Why does this code report a stack overflow in Clojure

This is a simple attempt to reproduce some code that Ross Ihaka gave as an example of poor R performance. I was curious as to whether Clojure's persistent data structures would offer any improvement. (https://www.stat.auckland.ac.nz/~ihaka/downloads/JSM-2010.pdf)

However , I'm not even getting to first base, with a Stack Overflow reported, and not much else to go by. Any ideas? Apologies in advance if the question has an obvious answer I've missed...

; Testing Ross Ihaka's example of poor R performance
; against Clojure, to see if persisntent data structures help

(def dd (repeat 60000 '(0 0 0 0)))

(defn repl-row [d i new-r]
   (concat (take (dec i) d) (list new-r) (drop i d)))

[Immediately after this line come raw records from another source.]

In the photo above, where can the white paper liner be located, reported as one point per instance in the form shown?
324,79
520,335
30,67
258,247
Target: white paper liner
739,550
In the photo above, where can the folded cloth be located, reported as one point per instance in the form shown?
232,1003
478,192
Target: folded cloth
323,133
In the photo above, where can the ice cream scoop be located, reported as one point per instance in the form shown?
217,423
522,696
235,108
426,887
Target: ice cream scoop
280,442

(defn changerows [d new-r]
  (loop [i 10000
         data d]
    (if (zero? i)
      data
      (let [j (rand-int 60000)
            newdata (repl-row data j new-r)]
        (recur (dec i) newdata)))))


user=> (changerows dd '(1 2 3 4))

StackOverflowError   clojure.lang.Numbers.isPos (Numbers.java:96)

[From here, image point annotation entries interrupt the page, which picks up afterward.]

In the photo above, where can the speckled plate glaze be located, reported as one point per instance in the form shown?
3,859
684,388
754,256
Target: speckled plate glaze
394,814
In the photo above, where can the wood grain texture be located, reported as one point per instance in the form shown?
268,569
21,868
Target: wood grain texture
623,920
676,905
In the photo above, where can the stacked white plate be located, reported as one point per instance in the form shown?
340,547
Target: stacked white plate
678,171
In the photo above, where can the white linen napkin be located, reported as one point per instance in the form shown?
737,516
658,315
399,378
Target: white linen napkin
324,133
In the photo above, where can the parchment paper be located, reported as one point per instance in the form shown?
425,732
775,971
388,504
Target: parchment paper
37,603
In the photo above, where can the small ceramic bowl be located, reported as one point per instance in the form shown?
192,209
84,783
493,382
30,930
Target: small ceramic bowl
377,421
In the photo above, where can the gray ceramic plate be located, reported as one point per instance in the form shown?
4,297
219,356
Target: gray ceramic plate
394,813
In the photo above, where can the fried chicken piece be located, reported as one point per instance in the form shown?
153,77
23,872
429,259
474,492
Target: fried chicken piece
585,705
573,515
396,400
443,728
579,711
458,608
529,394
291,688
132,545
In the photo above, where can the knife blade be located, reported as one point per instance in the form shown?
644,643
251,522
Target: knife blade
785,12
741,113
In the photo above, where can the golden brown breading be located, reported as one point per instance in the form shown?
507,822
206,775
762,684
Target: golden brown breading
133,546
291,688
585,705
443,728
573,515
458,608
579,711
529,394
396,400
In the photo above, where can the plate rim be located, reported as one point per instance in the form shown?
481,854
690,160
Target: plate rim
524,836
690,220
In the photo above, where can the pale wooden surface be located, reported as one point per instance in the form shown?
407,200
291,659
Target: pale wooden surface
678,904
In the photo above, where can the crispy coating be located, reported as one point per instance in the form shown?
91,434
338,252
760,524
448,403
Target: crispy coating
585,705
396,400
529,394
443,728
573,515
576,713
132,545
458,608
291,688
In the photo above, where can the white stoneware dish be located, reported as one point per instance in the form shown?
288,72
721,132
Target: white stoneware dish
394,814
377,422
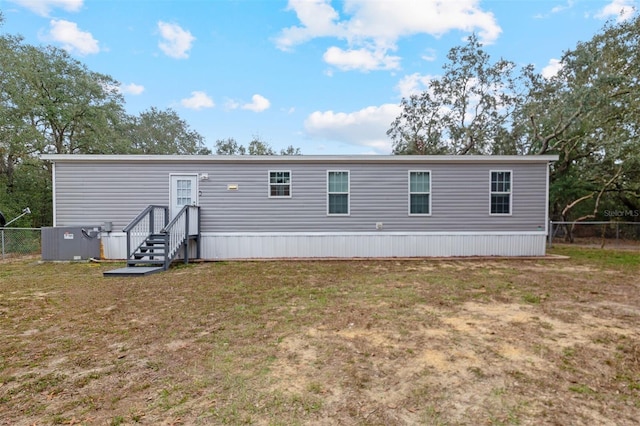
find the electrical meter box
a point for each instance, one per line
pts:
(71, 242)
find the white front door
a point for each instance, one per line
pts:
(184, 192)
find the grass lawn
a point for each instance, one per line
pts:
(375, 342)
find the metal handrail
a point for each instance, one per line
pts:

Further, if anyone has any ideas how persistent functional data structures can be used to best advantage in the example above, I'd be very keen to hear. The speedup reported not using immutable structures (link above) was about 500%!

Solution

Looking at the stack trace for the StackOverflowError, this seems to be an "exploding thunk" (lazy/suspended calculation) problem that isn't obviously related to the recursion in your example:

java.lang.StackOverflowError
    at clojure.lang.RT.seq(RT.java:528)
    at clojure.core$seq__5124.invokeStatic(core.clj:137)
    at clojure.core$concat$cat__5217$fn__5218.invoke(core.clj:726)
    at clojure.lang.LazySeq.sval(LazySeq.java:40)
    at clojure.lang.LazySeq.seq(LazySeq.java:49)
    at clojure.lang.RT.seq(RT.java:528)
    at clojure.core$seq__5124.invokeStatic(core.clj:137)
    at clojure.core$take$fn__5630.invoke(core.clj:2876)

Changing this line to realize newdata into a vector resolves the issue:

(recur (dec i) (vec newdata))

This workaround is to address the use of concat in repl-row, by forcing concat's lazy sequence to be realized in each step. concat returns lazy sequences, and in your loop/recur you're passing in the lazy/unevaluated results of previous concat calls as input to subsequent concat calls which returns more lazy sequences based on previous, unrealized lazy sequences. The final concat-produced lazy sequence isn't realized until the loop finishes, which results in a stack overflow due its dependence on thousands of previous concat-produced lazy sequences.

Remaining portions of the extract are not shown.